Your Model is Wrong

26 Feb, 2026

Have you ever seen a movie where someone time travels and they have to ask what year it is? They always have to do so carefully or awkwardly, like it's a stupid question or somehow suspicious. For some reason, it is fundamentally inconceivable that a sane human being would not know what year they are currently living in.

Now, how many times have you had to tell ChatGPT what year it is?
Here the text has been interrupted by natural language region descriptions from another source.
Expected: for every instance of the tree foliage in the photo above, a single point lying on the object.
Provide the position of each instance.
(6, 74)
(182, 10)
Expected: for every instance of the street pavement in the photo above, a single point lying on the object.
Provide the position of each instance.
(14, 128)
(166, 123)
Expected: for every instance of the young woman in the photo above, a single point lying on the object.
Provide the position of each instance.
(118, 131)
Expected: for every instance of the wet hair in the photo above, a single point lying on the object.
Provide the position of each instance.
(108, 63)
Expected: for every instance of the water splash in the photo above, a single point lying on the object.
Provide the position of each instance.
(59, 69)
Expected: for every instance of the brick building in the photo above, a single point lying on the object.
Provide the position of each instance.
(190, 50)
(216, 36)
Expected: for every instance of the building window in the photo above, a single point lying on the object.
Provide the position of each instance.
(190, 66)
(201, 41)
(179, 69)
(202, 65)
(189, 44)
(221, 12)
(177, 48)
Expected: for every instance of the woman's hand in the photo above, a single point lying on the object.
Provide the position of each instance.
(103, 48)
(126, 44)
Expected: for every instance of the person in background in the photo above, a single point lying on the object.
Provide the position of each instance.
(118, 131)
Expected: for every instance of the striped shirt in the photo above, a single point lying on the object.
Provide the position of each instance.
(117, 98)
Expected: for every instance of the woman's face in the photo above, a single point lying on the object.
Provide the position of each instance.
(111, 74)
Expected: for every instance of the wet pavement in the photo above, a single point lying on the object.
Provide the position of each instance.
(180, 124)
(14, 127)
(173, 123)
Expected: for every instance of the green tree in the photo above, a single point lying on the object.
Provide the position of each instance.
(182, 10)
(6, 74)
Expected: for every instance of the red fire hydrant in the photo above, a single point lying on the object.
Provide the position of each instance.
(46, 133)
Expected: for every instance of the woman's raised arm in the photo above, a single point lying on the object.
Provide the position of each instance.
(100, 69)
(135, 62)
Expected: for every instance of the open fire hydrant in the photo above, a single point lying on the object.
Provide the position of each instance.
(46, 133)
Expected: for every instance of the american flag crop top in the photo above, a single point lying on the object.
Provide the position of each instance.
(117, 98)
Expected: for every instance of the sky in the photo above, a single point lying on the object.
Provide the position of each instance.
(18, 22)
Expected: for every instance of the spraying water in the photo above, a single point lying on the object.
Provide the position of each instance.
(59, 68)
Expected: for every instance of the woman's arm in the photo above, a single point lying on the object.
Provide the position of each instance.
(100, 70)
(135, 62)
AI is confidently wrong a lot. It insists it's 2024 when it's not, misrepresents company policies, and cites sources that don’t exist. People in my life who don’t work with AI all the time often cite this kind of behaviour to me and complain about it at great length. It's a huge sticking point for them and a core facet of their argument that AI is bad, incapable or otherwise not useful technology. I’m sure you’ve experienced this if you’re in a position where others ask you about AI a lot, but recently I have found myself asking why? Why do people seem to get so frustrated by this phenomenon? There’s nowhere near the same level of emotion when someone can’t find what they want in Google Search, or when an app doesn’t quite work the way they expected. Most people voice some annoyance and then move on. So why is AI different? What expectation is being violated that makes people angry enough to start hurling obscenities at ChatGPT through their keyboards when they can’t get it to do what they want? Personally, I think it has less to do with the fact that the AI is getting things wrong and more to do with Joseph Weizenbaum’s 1966 chatbot, ELIZA, but we’ll get to that. First let's talk about humans.

Human Communication

Human communication is much richer than it appears at face value. We lean on tone, gesture, expression, and shared physical context to fill in what words leave out. But even more than all of this, our ability to communicate effectively relies on understanding not at the linguistic level, but at the experiential level.
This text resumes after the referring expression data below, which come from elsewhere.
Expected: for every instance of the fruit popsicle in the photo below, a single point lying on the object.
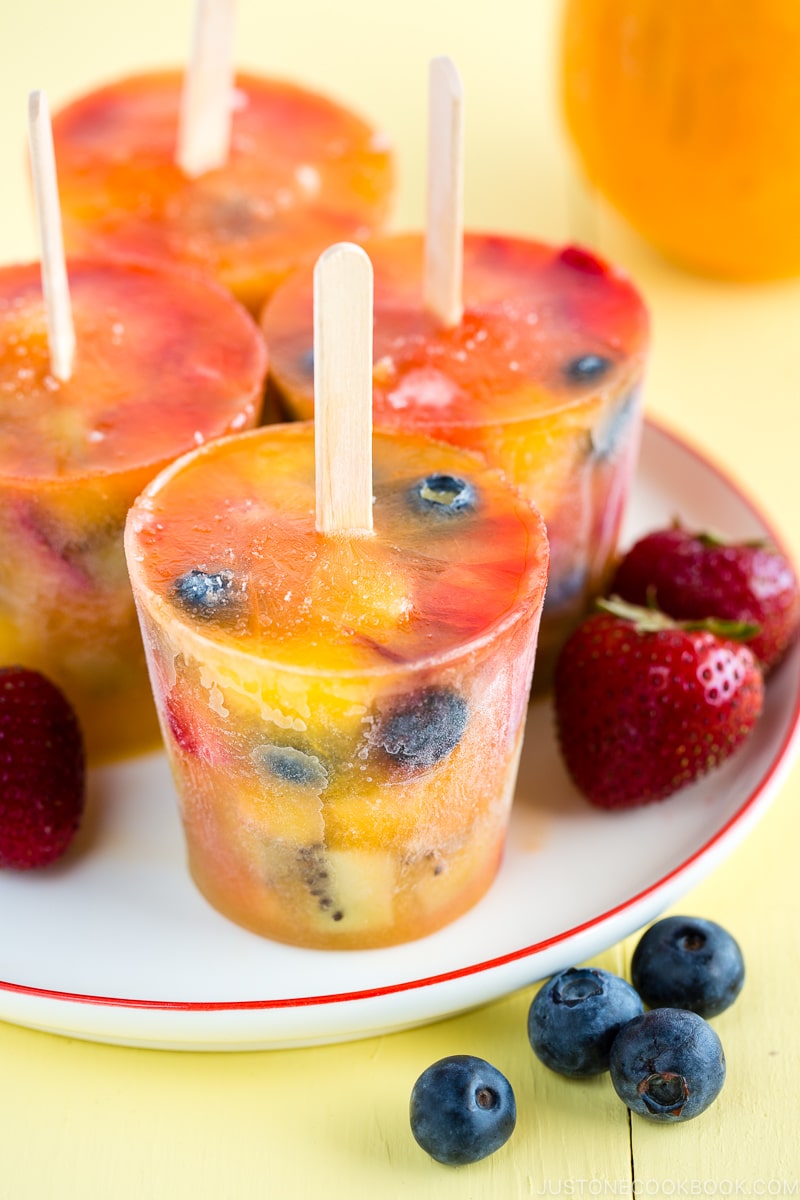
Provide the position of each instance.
(541, 375)
(343, 717)
(302, 172)
(162, 363)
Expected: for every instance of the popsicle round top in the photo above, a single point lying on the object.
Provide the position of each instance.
(545, 328)
(302, 173)
(163, 361)
(223, 546)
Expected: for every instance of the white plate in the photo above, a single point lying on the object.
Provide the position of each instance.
(114, 945)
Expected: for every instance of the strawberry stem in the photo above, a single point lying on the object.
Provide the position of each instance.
(653, 621)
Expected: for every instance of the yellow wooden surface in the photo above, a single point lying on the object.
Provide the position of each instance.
(88, 1121)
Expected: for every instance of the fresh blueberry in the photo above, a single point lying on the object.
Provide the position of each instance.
(687, 963)
(611, 435)
(575, 1018)
(462, 1109)
(667, 1065)
(445, 495)
(292, 766)
(205, 593)
(587, 367)
(422, 729)
(581, 259)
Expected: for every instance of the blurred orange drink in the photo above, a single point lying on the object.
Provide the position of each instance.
(542, 377)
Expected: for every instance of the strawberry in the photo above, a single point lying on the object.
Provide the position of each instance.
(695, 575)
(645, 705)
(42, 773)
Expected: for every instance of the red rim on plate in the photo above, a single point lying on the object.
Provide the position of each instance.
(620, 918)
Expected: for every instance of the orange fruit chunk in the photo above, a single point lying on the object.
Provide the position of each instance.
(162, 363)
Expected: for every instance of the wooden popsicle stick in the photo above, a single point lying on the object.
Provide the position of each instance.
(343, 288)
(444, 243)
(55, 286)
(206, 111)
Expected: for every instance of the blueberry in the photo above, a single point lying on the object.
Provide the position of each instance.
(292, 766)
(422, 729)
(667, 1065)
(462, 1110)
(445, 495)
(575, 1018)
(587, 367)
(687, 963)
(204, 593)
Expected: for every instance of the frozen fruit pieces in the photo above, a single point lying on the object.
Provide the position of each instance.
(346, 736)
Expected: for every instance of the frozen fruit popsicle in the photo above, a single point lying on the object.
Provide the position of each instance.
(301, 173)
(343, 711)
(528, 353)
(542, 376)
(162, 363)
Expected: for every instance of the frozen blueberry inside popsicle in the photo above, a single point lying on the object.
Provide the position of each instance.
(445, 495)
(423, 729)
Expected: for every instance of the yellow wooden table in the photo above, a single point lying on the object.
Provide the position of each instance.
(83, 1120)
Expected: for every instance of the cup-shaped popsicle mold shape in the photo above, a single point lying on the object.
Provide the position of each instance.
(163, 363)
(343, 714)
(302, 173)
(542, 377)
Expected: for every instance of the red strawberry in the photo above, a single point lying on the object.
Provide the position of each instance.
(42, 773)
(644, 706)
(695, 575)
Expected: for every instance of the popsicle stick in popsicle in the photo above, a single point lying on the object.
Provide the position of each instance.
(444, 241)
(55, 285)
(205, 112)
(343, 303)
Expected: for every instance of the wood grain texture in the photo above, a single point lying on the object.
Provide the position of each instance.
(343, 390)
(55, 286)
(444, 233)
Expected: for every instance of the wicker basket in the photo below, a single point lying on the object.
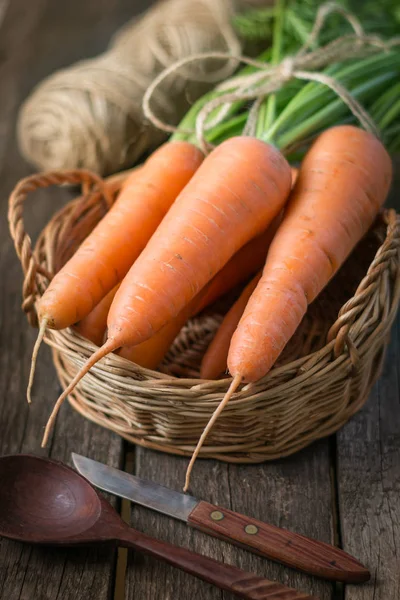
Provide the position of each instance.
(323, 377)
Theory of Mind (ToM) is our ability to model what others believe, know, and intend,¹ and it is integral to human communication. We use ToM constantly without ever knowing it. We predict how our words will land and adjust them for our audience. We infer how the interviewer felt about our answer based on their facial expression and we adjust our next answer to suit. When I say “the meeting was a disaster,” I trust you’ll infer frustration rather than literal catastrophe. ToM allows us to deliver complex ideas and concepts to others through simple words, because we understand how they will understand those words. Take this away, and we would be left with just the words themselves, without the context. What does “blue” mean to a mosquito anyway?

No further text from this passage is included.